Ави вздохнул и помолчал. Бросив взгляд на инструменты, он продолжил:

— Они требовали, чтобы я признался, и я признался. Надеялся на скорый расстрел. Но им нужно было не это. Они хотели фамилии тех, кто замешан. Требовали список участников. Но откуда мне знать, я в городе жил всего год, а из всего собрания знаком был лишь с ней. Я оговорил всех, с кем учился, Кай. Всех студентов и преподавателей, хотя они и близко не подходили к этому кружку. Возможно, кого-то из них пытают сейчас из-за меня…

Он беззвучно затрясся, спрятав лицо в ладони. А я думал над его словами. Да, это очень похоже на Ави — вздыхать по девушке, но не сметь ей признаться. Он и в школе писал записки с комплиментами, но даже не думал их отправлять.

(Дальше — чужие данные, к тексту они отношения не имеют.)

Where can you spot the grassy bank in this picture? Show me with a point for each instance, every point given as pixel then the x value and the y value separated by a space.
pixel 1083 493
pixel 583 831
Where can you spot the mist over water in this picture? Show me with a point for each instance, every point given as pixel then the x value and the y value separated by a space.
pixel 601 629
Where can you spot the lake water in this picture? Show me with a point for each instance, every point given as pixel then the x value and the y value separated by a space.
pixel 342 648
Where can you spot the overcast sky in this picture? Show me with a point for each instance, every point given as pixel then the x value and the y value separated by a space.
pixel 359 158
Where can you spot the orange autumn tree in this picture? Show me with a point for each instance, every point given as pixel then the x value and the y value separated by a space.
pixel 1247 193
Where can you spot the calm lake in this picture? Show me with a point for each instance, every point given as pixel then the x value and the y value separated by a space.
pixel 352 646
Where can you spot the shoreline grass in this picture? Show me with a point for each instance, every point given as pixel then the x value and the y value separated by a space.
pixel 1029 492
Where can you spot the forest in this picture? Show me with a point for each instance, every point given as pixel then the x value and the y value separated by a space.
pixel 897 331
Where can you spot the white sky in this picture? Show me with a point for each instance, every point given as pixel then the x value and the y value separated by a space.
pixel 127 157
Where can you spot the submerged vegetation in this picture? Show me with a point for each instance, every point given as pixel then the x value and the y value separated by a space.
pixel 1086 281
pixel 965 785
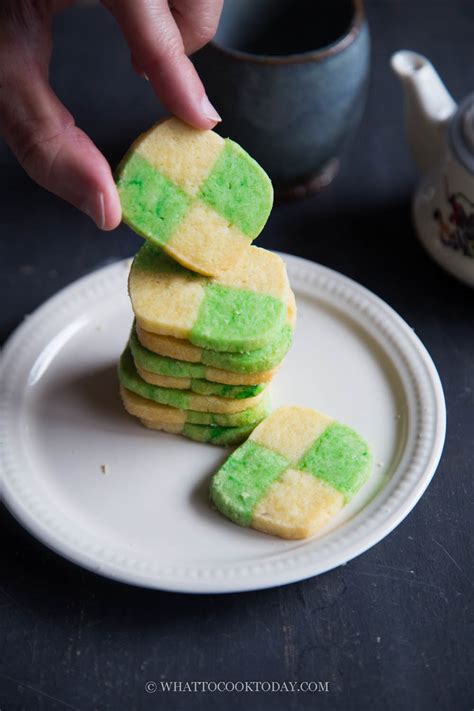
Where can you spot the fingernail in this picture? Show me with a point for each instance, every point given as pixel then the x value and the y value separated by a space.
pixel 95 208
pixel 208 109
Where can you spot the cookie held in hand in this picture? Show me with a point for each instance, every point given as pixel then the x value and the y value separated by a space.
pixel 199 197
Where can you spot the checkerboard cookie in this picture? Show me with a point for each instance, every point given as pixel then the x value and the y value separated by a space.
pixel 210 434
pixel 180 399
pixel 182 373
pixel 151 411
pixel 242 310
pixel 295 472
pixel 199 197
pixel 173 368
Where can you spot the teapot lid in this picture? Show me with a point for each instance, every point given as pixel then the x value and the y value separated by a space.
pixel 462 133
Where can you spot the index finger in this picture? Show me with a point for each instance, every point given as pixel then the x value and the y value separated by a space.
pixel 157 47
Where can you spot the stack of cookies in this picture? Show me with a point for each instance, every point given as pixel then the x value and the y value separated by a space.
pixel 214 316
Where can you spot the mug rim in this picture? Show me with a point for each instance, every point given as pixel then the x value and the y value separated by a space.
pixel 313 55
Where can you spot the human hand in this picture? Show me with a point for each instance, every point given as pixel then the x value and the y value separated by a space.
pixel 40 130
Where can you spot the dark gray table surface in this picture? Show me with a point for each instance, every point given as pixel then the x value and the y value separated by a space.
pixel 391 629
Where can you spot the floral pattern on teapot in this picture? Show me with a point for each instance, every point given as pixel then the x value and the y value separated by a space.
pixel 456 231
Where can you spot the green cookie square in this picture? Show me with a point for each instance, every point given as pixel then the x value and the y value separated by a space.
pixel 244 479
pixel 239 190
pixel 340 457
pixel 236 317
pixel 152 205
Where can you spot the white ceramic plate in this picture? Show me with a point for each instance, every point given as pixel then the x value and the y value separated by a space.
pixel 146 520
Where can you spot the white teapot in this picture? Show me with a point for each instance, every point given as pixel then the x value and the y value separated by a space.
pixel 441 137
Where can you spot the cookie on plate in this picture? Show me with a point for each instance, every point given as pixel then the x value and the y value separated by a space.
pixel 295 472
pixel 180 399
pixel 172 368
pixel 243 309
pixel 202 387
pixel 150 411
pixel 210 434
pixel 199 197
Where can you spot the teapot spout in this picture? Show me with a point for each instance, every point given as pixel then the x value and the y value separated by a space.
pixel 429 107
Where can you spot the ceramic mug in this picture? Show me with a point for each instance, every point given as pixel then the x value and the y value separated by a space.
pixel 289 81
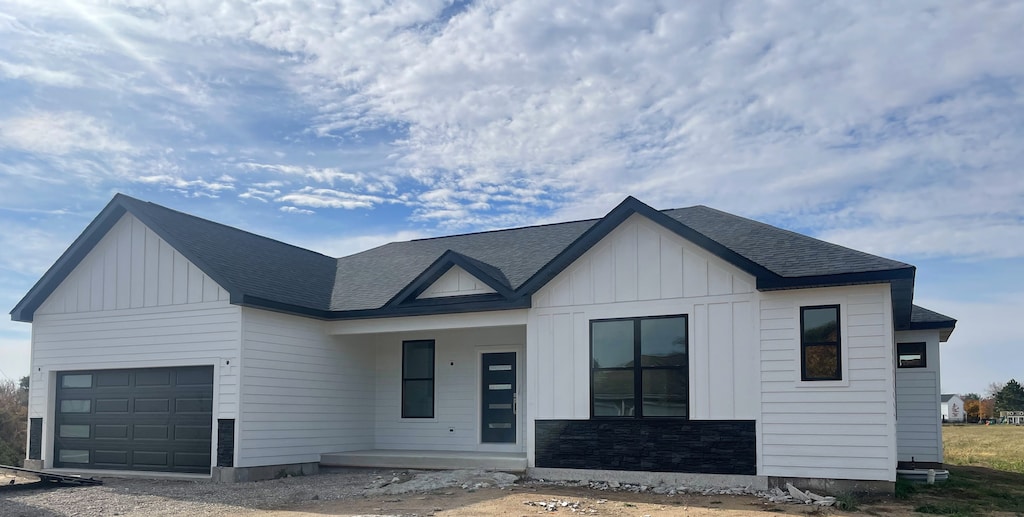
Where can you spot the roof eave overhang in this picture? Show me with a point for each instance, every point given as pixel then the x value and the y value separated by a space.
pixel 459 304
pixel 410 294
pixel 900 281
pixel 26 308
pixel 616 216
pixel 97 228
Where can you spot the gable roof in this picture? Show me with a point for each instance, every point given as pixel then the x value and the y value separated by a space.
pixel 383 282
pixel 925 319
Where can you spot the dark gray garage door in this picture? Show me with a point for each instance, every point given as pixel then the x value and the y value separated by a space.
pixel 145 419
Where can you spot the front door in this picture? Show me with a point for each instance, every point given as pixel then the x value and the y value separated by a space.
pixel 499 398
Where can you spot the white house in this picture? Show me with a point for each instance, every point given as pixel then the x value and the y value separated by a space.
pixel 952 408
pixel 688 342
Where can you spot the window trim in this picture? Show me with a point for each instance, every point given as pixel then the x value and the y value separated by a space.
pixel 638 368
pixel 924 354
pixel 838 344
pixel 432 378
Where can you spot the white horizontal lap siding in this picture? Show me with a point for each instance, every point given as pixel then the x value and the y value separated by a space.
pixel 456 282
pixel 842 430
pixel 303 392
pixel 457 390
pixel 642 269
pixel 919 420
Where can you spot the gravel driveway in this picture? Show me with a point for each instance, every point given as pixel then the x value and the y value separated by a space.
pixel 146 497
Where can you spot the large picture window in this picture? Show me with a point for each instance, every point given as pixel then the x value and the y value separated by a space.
pixel 418 379
pixel 820 355
pixel 639 367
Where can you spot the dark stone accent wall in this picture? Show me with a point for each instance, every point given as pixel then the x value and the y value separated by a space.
pixel 696 446
pixel 225 442
pixel 35 438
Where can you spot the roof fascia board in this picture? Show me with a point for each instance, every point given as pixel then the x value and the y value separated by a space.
pixel 780 283
pixel 437 269
pixel 616 216
pixel 467 304
pixel 69 260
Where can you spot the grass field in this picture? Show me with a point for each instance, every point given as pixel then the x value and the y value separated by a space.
pixel 999 447
pixel 986 474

Но с другой стороны, не уловка ли это? Если он из них, то наговорит что угодно, лишь бы облегчить свою участь. Я ходил из угла в угол. Мне постоянно повторяли — наша система работает как часы, сбоев не бывает. Но я очень хорошо знал этого парня. Его никто не убедит навредить другим людям. В конце концов у каждого правила бывают исключения.

Я тронул его за плечо:

— Вставай, Ави. Я помогу тебе.

Он на мгновение поднял на меня заплаканные глаза, и снова опустил их в пол. Я вспомнил, как он не пустил меня воровать яблоки в сад на соседней улице. Тогда я в сердцах стукнул его, и собирался уйти со старшими ребятами. А он точно так же взглянул на меня. И я ощутил себя не человеком, а зверем. Мне стало стыдно, что я не сдержался и обидел друга. А ведь он всего лишь хотел уберечь меня от беды. Я попросил прощения и никуда не пошёл. А старшим тогда очень влетело.

Я повёл Ави через коридор. Мы спустились в подвал, который соединял несколько зданий нашего учреждения. От возбуждения он тараторил без умолку:

— Но куда же мне идти? Моих родителей, должно быть, тоже забрали. А я в такой одежде. Да и не знаю, если честно, где я нахожусь. А тебе ничего не будет, что я сбежал?

— За меня не беспокойся. Мы на окраине города. Ты выйдешь в тёмном месте, где никто не ходит. Сейчас глубокая ночь. Дворами проберёшься к дому моих родителей. Они тебе помогут.

Я пропустил его вперёд. В конце коридора виднелась дверь.

— Спасибо тебе большое, Кай. Я знаю, ты добрый, тебе пришлось тут служить, у тебя не было выбора. Если сможешь, узнай, что с моими…

Выстрел оборвал его слова. Он повалился вперёд с дырой в затылке. Я убрал пистолет в кобуру и вернулся в свой блок. Напротив последней записи в журнале я вывел трясущейся рукой: «Застрелен при попытке к бегству».